8.4.12I know that most preachers (if not all) really want to make a difference in the world. Why else would anyone do this? It takes one willing to devote his life to the study of the Bible, working with such a wide variety of people, trying to keep the church active and faithful. It means being friendly enough to enjoy good relationships, but also distant enough to be able to say the hard things that need to be said to help brothers and sisters remain focused on Christ and abandon sin.

Leading a church to greater things often requires helping them navigate through changes that can be uncomfortable. A measure of grace is to be offered along with a measure of determination.

I think most preachers have an ‘ideal church’ in their minds. Sometimes this is ‘ideal’ because of admirable qualities such as faithfulness, love, mercy, and worship. These things result in outreach, growth, and maturity.

But sometimes preachers have an unrealistic ‘ideal church’ in mind and work very hard to try to push their congregations into those molds. This is when they stick their hand in the beehive. I have consoled many a preacher who has come to me with a swollen hand stinging with hateful barbs. Most of the time this is not because they have an unspiritual and uninterested church. Most of the time this is because they stuck their hand in the beehive and didn’t know the result of this!

It is my perspective that if a preacher has an ‘ideal church’ in mind, then he ought to find a church like that ideal and go there.
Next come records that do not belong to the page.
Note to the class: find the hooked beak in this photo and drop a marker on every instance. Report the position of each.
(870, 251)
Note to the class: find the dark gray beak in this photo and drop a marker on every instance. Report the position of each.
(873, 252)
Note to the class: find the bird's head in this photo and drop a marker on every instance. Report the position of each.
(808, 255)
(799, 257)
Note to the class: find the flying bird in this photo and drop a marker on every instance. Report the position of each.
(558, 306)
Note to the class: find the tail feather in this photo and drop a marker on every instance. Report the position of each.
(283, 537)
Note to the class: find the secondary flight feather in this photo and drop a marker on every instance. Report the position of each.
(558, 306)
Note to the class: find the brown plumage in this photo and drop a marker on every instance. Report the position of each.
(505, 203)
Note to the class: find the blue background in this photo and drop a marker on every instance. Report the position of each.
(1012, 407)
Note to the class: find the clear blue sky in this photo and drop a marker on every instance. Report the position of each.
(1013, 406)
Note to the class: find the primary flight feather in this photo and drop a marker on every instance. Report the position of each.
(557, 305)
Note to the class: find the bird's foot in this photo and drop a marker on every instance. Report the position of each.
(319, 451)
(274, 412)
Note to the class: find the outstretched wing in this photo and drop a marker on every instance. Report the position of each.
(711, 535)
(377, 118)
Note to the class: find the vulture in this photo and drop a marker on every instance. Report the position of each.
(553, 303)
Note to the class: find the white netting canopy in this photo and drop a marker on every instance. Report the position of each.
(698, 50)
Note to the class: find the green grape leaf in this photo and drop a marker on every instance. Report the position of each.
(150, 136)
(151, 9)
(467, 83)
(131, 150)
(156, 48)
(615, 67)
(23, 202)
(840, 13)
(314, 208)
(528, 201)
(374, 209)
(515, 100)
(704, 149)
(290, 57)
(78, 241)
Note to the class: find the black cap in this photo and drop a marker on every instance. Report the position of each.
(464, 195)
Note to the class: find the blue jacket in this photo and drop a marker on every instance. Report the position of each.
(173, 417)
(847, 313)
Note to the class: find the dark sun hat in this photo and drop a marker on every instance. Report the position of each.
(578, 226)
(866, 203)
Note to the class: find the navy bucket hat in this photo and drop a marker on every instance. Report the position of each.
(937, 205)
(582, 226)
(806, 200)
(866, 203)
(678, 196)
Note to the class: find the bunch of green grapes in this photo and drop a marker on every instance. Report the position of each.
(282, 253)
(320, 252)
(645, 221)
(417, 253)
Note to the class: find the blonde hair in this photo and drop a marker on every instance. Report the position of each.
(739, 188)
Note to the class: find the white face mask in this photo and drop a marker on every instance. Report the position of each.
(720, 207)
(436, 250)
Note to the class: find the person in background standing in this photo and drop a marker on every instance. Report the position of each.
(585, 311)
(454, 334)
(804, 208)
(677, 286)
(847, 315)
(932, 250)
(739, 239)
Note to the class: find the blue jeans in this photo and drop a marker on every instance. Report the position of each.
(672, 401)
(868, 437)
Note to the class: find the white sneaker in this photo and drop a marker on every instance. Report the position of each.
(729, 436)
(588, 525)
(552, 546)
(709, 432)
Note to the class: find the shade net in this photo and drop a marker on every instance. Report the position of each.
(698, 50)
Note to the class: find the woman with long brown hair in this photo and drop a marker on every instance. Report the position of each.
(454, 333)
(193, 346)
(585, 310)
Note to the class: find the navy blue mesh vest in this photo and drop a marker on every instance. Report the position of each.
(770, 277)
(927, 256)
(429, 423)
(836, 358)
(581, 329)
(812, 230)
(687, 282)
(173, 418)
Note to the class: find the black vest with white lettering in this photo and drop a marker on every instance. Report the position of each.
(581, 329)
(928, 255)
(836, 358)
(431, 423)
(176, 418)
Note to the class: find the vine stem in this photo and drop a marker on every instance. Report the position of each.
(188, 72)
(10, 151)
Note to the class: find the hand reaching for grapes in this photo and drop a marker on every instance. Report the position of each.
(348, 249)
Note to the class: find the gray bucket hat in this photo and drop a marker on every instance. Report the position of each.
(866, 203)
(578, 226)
That doesn’t mean that preachers cannot preach for change… and lead the way toward a closer walk with God. It means that our efforts and preaching should not be related to the issue of the day … or being like the big church up the road. How many misguided preachers have taken a plan from a big church up the road and tried to implement it in their small church and come away with some barbs in their hands?

What I want to stir up in my church is not my position on the latest issues of the day. I do not want to stir up my church with controversy and new uncomfortable practices that take the focus away from the Lord.

I do want to stir up my church to a more faithful obedience to God, a Holy Spirit fire to be inflamed in their hearts, serving others, and growing in Christ-likeness. Sometimes that can give a preacher some bee-stings, but those are to be endured with the prophets in mind … who often suffered for bringing a word from the Lord.

But preachers take note! If you are keeping the church embroiled in controversy, stirred up through issues, irritated by sarcasm, and angry because you ignore who they really are … you are sticking your hand into the bee hive. In so doing, have drawn the attention to yourself, rather than God. And it hurts.